I moderni impianti di lavorazione spesso gestiscono prodotti complessi e non tradizionali. Le carni a dadini contengono un alto contenuto di proteine e grassi. Il riso fritto è amidaceo e appiccicoso. I prodotti friabili si comportano in modo imprevedibile in presenza di forti correnti d'aria. Le proteine appiccicose e gli amidi si legano in modo aggressivo. Se non vengono separati immediatamente quando entrano nella zona fredda, formano blocchi solidi e invendibili.
Criteri di successo: prevenire l’agglomerazione in alimenti appiccicosi, ricchi di proteine o ricchi di amido che non rientrano nelle categorie di prodotti tradizionali.

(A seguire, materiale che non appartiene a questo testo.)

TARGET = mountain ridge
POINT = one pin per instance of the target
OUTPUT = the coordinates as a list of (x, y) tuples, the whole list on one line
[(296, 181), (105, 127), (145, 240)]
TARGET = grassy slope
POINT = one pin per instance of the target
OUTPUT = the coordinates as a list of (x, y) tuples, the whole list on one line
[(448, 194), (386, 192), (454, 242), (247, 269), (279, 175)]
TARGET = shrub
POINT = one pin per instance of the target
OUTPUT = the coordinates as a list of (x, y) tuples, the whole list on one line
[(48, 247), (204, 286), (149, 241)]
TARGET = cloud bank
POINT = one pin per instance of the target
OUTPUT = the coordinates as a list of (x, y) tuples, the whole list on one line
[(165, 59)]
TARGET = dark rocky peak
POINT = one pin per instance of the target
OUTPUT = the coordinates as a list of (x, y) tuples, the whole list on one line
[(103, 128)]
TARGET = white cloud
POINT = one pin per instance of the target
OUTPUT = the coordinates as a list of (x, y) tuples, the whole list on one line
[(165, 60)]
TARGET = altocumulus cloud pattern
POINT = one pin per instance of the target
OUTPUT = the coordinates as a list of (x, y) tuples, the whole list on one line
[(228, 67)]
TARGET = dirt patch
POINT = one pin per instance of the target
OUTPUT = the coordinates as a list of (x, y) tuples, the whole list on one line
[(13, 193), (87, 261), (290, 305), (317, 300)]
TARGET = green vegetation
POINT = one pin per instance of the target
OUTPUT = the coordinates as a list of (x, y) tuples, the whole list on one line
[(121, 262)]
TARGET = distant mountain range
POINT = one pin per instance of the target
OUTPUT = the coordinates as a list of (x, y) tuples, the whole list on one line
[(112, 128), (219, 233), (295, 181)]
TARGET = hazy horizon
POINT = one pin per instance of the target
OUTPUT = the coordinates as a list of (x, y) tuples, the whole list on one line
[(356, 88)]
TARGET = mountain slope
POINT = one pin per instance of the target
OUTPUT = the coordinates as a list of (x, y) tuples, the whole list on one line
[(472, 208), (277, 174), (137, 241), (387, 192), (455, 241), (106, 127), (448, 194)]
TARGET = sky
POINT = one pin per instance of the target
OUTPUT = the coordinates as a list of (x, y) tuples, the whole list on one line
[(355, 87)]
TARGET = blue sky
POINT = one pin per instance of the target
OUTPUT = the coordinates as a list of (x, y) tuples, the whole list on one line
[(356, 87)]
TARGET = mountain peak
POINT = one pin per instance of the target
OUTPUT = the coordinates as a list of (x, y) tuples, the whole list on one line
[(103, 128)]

Requisiti dell'attrezzatura: zone di fluidificazione regolabili e reti di vagliatura specializzate in grado di gestire densità variabili e forme irregolari senza perdita di prodotto attraverso il nastro.
La versatilità dell'attrezzatura richiede zone di fluidificazione altamente regolabili. Gli operatori devono avere la possibilità di profilare il flusso d'aria attraverso le diverse sezioni del tunnel. Le reti di schermatura specializzate devono adattarsi a densità variabili. Le forme irregolari, che vanno dai grumi di carne pesanti alle scaglie di pasta leggera, richiedono strutture di supporto diverse. La rete deve impedire che piccoli frammenti di prodotto cadano attraverso il nastro e si accumulino sul fondo del congelatore. I sistemi avanzati utilizzano agitazioni a nastro ondulatorie per mantenere i prodotti appiccicosi in movimento continuo finché la superficie non è completamente stabilizzata.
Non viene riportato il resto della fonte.